Heat slithered via her collar to her neck, sending her cheeks a-tingle. Her tongue weighed a ton. Muffled clunks ensued. Another crash. Henry continued to scrutinize. The moment had gone on too long. Now was the time to raise the alarm. Instead, Henry’s eyes shifted to a spot above her head. Nonplussed or cogitation? Nancy couldn’t decipher. Time had shifted out of gear; the before and after had plummeted out of the rulebook. Nancy’s finger made a seismic track over the armrest of the chair. That’s when Henry’s eyes returned to hers. The foyer had fallen silent. Henry took the scent of grass with him and left the room. Instead of turning left towards Vince’s location, Henry made a right for the Edwardian door at the bottom of the gallery. His gait unhurried, implied a task awaited completion within a schedule with time to spare. Nancy watched him go, her flush quickly dissipating.
Nancy found herself within a maintenance room to suit the upkeep of a place like this. Amidst the shelves of fuse boxes, tools and switches, she parked Vince’s wheelchair. She made her way back up the gallery and snuck into the foyer. Vince had gone. Part of her wished the police were now on their way. She wished someone would cuff her and her misplaced rage and take her out of harm’s way. She ascended Vince’s stairs and unlocked the utility room. Out of the nook window, Vince’s extensive lawns fell away to a row of elms ahead. Her breaths condensed onto the window and scanned for an Aaron-sweatered form. A rake emerged from the mist, propped against an apple tree. The pane chilled her cheek, but the apertured view gave nothing else away.
Nancy carried Vince’s drinks trolley down to the foyer. The objects on top pointedly belied the unit’s intended purpose. The castors made a soft rattle as she wheeled the trolley into the meeting room. The cavern complete with suite, appeared empty. She made the long traverse into the kitchen. The marble-topped table had been shifted a foot from the recess wall. Her encounter with Henry revisited. With knit lip, she parked the trolley in front of the stove. This time Henry had locked the key cupboard. Unmanned, four apparently frozen images fed back to the monitor screen. From here, all appeared in working order but Nancy felt uneasy. Henry could only have moved the table after his encounter with her in the maintenance room or Vince would have noticed. What this implied remained ambiguous. Still, Nancy hoped Vince assumed she had reopened this shortcut after she had applied her gum.

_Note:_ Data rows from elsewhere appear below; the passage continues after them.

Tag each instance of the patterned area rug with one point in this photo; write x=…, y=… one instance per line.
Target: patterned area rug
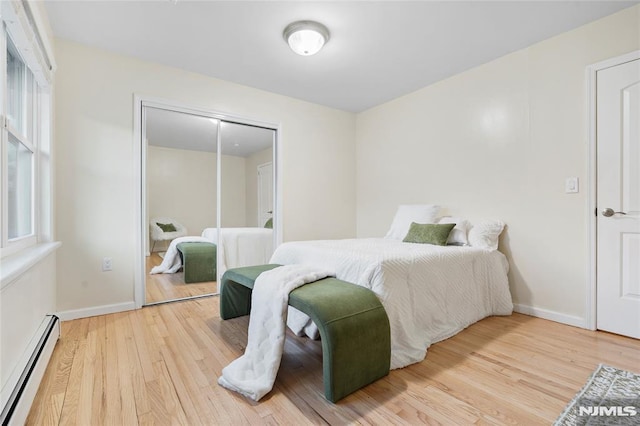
x=610, y=397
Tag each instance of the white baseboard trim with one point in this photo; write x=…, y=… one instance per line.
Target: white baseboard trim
x=550, y=315
x=96, y=310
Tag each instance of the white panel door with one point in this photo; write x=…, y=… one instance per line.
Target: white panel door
x=618, y=199
x=265, y=193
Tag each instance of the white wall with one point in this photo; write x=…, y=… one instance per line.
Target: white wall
x=253, y=161
x=498, y=141
x=181, y=185
x=95, y=163
x=234, y=195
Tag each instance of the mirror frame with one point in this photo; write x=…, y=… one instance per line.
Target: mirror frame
x=140, y=158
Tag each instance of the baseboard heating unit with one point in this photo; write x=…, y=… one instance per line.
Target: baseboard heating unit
x=17, y=400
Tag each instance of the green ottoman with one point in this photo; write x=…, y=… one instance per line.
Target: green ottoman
x=198, y=261
x=353, y=325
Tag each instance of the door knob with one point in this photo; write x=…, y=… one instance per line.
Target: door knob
x=608, y=212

Nancy retraced her steps through the kitchen and opened the back door. The front wheel of Henry’s land rover protruded from the rear of Vince’s garage. Her eyes made a steady track across the panorama. The lowering sun cast turreted shapes towards the box hedge. To her left, the base of the apple tree had been cleared of dead leaves. The rake had gone.
Nancy’s next objective took precedence. She closed the door and made her way to Vince’s fridge. On the reverse side of the six-foot silver door she found little to justify such a large utility. But she would not be requiring pesto sauces, caviar, gherkins, fish roe or jars of condiments she could not name.
Half-an-hour later, she grasped the handles, determined to reunite Vince with his drinks trolley. The soft rattle of the castors ensued on her journey back across the meeting room. Her knuckles whitened. Come on, Nance gis a life, will yer! You can’t expect your mam to live like a nun, f’r fuck’s sake. The soft rattle continued.